Lembrei de um provérbio que diz que “o amor é para os tolos”. E é. E para os sábios, e para os loucos, para os comunistas, para os cegos, para os poetas e a comunidade em geral. Só não é para os solitários - pobres de nós ou que sorte a nossa! - que os desejam tanto; que torturam-se pela menor desventura que seja, a qual possam chamar amor.
Pois bem. Alguns vivem a própria história de amor. Outros apenas escrevem...
O amor um dia pegou a rota contrária a que sempre fazia e, ao cruzar a esquina, encontrou um anjo triste. Quis aproximar-se, mas antes ficou observando a fisionomia angelical, lânguida, sem expressão alguma. “É de cera?”- pensou consigo.
O anjo gemeu:
-Ai!
-Que houve? – perguntou o Amor.
-Perdi a vida!- o Anjo lhe disse.
-Perdeu?
-Perdi! Agora não consigo encontrá-la. Decidi ficar aqui para ver se ela passa.
- E por que disse “ai”?
-É que dói viver sem vida! – respondeu o Anjo.
-Quanto dói?- quis saber o amor.
-Tanto quanto a morte!
-A morte!?
-Sim! O que é a morte senão ausência de vida?
-Então você morreu?
- Morri. Preciso encontrar a vida. Você por acaso não a viu? - perguntou o Anjo ao Amor.
- Na verdade não. De que outra forma poderia ajudar?
-Chore comigo, quem sabe a vida não volta – o Anjo com ar de súplica.
Foi assim que o Amor sentou-se ao lado do Anjo e choraram juntos toda uma tarde. O Anjo a ausência de vida, o Amor por solidariedade. E depois saíram cambaleando pela rua, ainda embriagados pelas lágrimas, isso por volta da meia-noite.
A Lua viu toda a cena. Ficou preocupada, pois em todas as suas fases jamais vira o Amor tão convalescente, ainda mais por uma vida qualquer. Ficou cheia de tudo aquilo, e desceu do céu para compreender melhor o que se passou. O Amor lhe contou, pois o Anjo estava tão compenetrado e absorto em sua falta que não conseguia falar, tampouco bater as asas.
A Lua entendeu tudo. Entendeu a dor do Anjo melhor que o Amor. Ela sabia exatamente o que era viver sem vida; apenas ficar em algum lugar do universo, reinando sozinha em meio à escuridão. Aproximou-se do Anjo e tocou delicadamente sua face dourada, agora sem brio. Não lhe disse nada. Sentou-se ao seu lado e beijou-lhe a testa. O Anjo pousou a cabeça em seu colo e cobriu-se com seu manto de cristal. Por fim, a Lua o levou consigo. Levou o Anjo sem vida para o céu, para adormecer para sempre em seus braços.
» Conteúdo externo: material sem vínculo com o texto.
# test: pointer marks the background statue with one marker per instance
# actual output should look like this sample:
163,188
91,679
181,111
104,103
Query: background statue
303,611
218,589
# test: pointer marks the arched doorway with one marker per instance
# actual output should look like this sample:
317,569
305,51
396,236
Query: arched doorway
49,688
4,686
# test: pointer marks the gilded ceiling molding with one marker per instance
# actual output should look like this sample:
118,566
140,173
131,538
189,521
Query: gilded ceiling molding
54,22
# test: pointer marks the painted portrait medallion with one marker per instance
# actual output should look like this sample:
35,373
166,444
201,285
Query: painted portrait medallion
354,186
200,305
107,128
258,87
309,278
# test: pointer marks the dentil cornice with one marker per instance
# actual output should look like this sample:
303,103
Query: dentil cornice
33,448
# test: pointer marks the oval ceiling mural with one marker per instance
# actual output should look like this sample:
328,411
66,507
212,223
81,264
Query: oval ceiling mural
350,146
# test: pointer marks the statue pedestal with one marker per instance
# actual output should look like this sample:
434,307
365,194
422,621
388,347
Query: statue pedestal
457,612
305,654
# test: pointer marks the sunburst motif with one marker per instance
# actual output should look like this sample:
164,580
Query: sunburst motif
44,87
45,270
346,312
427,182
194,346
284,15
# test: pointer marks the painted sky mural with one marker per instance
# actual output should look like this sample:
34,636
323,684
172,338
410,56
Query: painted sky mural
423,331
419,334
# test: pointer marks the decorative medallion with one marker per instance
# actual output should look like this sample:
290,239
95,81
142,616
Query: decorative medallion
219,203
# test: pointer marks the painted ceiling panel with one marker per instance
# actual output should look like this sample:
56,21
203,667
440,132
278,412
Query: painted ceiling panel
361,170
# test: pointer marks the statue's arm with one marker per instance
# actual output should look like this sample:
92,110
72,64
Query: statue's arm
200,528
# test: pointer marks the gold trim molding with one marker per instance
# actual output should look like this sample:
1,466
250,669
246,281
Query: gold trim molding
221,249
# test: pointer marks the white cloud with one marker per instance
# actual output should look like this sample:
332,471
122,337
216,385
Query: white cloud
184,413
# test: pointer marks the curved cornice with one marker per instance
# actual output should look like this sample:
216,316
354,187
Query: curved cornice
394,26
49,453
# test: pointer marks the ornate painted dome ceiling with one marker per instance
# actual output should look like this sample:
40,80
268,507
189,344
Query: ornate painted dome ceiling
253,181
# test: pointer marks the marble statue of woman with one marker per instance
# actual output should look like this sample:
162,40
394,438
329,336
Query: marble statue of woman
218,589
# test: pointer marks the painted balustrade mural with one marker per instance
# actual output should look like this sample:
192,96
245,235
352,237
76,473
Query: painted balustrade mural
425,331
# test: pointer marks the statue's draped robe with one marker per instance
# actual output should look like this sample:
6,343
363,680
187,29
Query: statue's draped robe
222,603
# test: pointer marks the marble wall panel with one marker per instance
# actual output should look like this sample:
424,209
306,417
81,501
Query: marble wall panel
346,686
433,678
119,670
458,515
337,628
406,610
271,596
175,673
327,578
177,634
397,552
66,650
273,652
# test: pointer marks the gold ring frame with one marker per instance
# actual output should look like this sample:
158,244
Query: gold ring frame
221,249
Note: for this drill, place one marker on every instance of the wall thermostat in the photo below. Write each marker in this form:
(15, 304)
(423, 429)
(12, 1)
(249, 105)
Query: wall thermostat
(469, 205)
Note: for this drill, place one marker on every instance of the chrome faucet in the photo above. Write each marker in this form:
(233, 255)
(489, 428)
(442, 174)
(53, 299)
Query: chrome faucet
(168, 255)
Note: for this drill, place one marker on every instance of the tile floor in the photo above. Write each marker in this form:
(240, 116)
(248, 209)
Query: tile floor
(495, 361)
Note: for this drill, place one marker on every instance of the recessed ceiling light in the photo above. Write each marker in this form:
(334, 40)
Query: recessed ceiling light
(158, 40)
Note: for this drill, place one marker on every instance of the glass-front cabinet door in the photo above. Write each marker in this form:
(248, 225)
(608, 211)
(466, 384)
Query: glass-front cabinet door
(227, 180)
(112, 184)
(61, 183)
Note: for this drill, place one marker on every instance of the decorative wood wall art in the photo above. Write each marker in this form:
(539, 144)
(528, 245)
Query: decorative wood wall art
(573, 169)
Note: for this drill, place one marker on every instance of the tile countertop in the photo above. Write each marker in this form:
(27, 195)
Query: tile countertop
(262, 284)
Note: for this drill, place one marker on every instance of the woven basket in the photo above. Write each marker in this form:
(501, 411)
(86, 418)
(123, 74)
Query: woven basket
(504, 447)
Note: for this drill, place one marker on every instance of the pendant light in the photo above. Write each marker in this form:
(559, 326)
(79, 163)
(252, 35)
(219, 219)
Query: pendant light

Mas então foi o Amor quem se viu sozinho. Sozinho em plena madrugada. Todos passavam à sua volta, mas ninguém se interessou por sua dor. Ninguém lhe perguntou o que houve, nem chorou com ele. Ele chorou só e seguiu sem rumo até chegar a uma plataforma de trem. O último expresso passou e o Amor entrou, e se acomodou no último vagão. No banco em frente ao seu, uma criatura deslumbrante olhava pela janela. Ele teve a impressão de conhecê-la, mas não teve coragem de se aproximar. Mas reconheceu. Era a Vida. O Amor pegou o trem da Vida, com ela dentro. Ele não acreditava. A Vida que deixou o pobre Anjo em prantos e acabou por lhe acarretar parte daquele sofrimento por ter sido deixado só.
O Amor foi então cortado por um sentimento frio, que de súbito tomou-lhe conta e o fez levantar-se sangrando. Ferido, aproximou-se dela, da Vida e indagou-lhe furioso:
- Apenas diga por quê? Por que o deixou?
-Para morrer- respondeu-lhe secamente.
-Morrer? Você o queria morto?
-Não, eu é que queria morrer.
Amor ficou confuso.
-Para que queria morrer?
-Para subir ao céu. Para morar na Lua!
Vida olhou bem para Amor e viu que este sangrava. Então perguntou-lhe estremecida:
-O que houve?
-O Anjo morreu. Morreu por tua causa. A Lua o levou, e eu fiquei só. Uma dor atravessou-me e me feriu profundamente.
-Por minha culpa...
-Sim, por tua culpa.
Vida chorou, chorou tão alto e tão forte que sua alma se rasgou.
-Agora os dois sangramos. Abraça-me! Abraça-me Amor! - suplicou estendendo seus braços trêmulos.
O Amor a abraçou e choraram juntos. E beijaram-se. Estavam gelados quando foram encontrados pela manhã. "O Amor morreu pela vida. A vida morreu por Amor", era a manchete do jornal.